Phenotypic differences between Pseudomonas bohemica IA19T and its closest related species.

	1	2	3	4	5	6
Arginine dihydrolase	−	+	+	−	+	+
Urease	−	+	+	−	−	d
Hydrolysis of esculin	+	−	+	+	+	−
Asimilation of:
L-arabinose	+	+	+	+	−	−
Glycerol	+	+	−	+	nd	+
L (+) fructose	+	+	−	nd	+	+
Rhamnose	−	+	−	−	nd	−
Sorbitol	−	+	+	−	nd	−
Sucrose	−	+	+	−	−	−
D-maltose	−	+	−	−	−	−
Capric acid	−	+	+	+	+	nd
Malic acid	−	+	+	+	+	nd
Adonitol	−	+	w	+	−	−
Galactose	−	+	w	+	−	−
Mannose	+	+	−	+	−	−
Meso-inositol	−	+	w	nd	−	−
Manitol	−	+	w	+	−	+
Amygdalin	+	−	−	−	−	nd
Arbutine	+	−	−	−	nd	nd
Salicin	+	−	−	−	nd	nd
Melobiose	−	−	+	+	nd	−
D (-) trehalose	−	+	−	−	−	−
Xylitol	−	+	+	+	−	−
D-Fucose	−	+	+	+	nd	nd
L-Fucose	−	+	+	+	−	−
D-Arabitol	−	+	+	+	−	−
L-Arabitol	−	+	+	+	nd	nd
Gluconate	−	+	+	+	+	−
2-ketogluconate	−	+	+	+	nd	+
5-ketogluconate	−	−	+	−	nd	nd

Strains: 1, P. bohemica IA19.

+, The bacteria can growth; −, The bacteria cannot growth; w, the bacteria growths weakly; nd, No data; d, variable.

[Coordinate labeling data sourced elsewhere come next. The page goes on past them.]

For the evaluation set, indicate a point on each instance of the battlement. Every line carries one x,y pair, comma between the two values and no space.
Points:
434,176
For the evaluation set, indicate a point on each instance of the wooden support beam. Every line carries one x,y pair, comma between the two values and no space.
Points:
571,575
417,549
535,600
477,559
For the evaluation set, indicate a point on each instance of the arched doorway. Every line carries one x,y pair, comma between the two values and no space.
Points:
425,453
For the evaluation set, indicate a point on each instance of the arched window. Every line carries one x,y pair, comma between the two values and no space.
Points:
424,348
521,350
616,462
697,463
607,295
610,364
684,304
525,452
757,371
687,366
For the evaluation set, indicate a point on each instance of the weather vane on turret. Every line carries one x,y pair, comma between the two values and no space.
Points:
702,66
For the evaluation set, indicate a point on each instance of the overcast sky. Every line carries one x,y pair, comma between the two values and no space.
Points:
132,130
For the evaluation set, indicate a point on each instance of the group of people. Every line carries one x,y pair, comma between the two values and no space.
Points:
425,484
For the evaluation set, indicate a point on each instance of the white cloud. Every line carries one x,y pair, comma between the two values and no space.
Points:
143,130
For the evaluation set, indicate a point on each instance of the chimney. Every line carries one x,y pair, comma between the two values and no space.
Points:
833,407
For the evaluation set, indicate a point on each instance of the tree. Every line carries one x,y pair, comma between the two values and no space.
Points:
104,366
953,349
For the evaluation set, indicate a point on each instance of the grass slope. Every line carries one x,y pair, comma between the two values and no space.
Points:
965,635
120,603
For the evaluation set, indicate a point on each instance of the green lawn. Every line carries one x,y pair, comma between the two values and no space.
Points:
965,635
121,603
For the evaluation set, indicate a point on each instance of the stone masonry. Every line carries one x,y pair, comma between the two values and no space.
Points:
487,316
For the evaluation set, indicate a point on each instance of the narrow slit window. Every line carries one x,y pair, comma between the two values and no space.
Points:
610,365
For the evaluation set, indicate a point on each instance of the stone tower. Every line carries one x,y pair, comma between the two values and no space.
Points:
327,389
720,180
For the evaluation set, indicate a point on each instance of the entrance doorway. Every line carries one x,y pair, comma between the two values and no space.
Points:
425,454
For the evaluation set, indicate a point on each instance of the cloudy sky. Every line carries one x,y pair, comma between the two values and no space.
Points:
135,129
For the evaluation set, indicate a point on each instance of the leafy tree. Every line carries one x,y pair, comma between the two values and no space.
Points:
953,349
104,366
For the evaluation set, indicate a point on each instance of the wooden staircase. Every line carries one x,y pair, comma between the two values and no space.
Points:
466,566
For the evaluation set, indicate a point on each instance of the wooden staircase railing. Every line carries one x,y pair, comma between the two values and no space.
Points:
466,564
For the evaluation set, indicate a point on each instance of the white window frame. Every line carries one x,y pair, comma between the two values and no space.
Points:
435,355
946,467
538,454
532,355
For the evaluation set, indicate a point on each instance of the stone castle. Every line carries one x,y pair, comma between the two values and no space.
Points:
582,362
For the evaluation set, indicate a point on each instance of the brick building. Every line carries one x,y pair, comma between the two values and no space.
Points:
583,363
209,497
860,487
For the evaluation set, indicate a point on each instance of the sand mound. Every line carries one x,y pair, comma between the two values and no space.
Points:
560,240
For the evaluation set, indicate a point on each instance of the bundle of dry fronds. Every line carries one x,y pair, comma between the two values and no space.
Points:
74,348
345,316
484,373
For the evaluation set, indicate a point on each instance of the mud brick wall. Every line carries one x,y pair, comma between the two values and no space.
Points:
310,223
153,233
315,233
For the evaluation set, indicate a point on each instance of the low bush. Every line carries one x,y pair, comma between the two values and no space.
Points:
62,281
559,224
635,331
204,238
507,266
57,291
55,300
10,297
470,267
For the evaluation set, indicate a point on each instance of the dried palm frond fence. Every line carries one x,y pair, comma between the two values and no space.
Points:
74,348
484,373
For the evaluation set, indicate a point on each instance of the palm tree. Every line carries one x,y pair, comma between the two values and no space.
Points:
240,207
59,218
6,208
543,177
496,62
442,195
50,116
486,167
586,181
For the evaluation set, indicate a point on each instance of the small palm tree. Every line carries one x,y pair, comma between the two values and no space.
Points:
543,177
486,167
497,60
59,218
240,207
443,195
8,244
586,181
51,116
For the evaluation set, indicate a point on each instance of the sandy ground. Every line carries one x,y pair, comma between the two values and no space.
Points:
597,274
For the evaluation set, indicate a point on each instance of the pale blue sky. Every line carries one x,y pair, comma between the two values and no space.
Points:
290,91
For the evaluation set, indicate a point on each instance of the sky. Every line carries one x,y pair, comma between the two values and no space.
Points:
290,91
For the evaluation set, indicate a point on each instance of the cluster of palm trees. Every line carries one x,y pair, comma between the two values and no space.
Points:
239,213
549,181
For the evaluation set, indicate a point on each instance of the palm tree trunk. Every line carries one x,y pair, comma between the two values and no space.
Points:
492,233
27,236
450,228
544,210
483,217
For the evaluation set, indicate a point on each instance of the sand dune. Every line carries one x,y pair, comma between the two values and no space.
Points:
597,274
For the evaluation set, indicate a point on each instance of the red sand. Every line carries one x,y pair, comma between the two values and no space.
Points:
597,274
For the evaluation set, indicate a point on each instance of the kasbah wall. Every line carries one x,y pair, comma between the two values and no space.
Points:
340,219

In vitro detection of the production of antimicrobial substances

From the total of 61 isolates, all showed antimicrobial activity against at least one of the indicator strains (Table 1). With the only exception of two strains, the analyzed isolates from this study inhibited the yeast's growth, 4.9% isolates inhibited the growth of K. oxytoca and 13.1% isolates inhibited the growth of A. phenanthrenivorans. Moreover, the strain from Aspergillus sp. was inhibited by all the strains of this study (Table 1).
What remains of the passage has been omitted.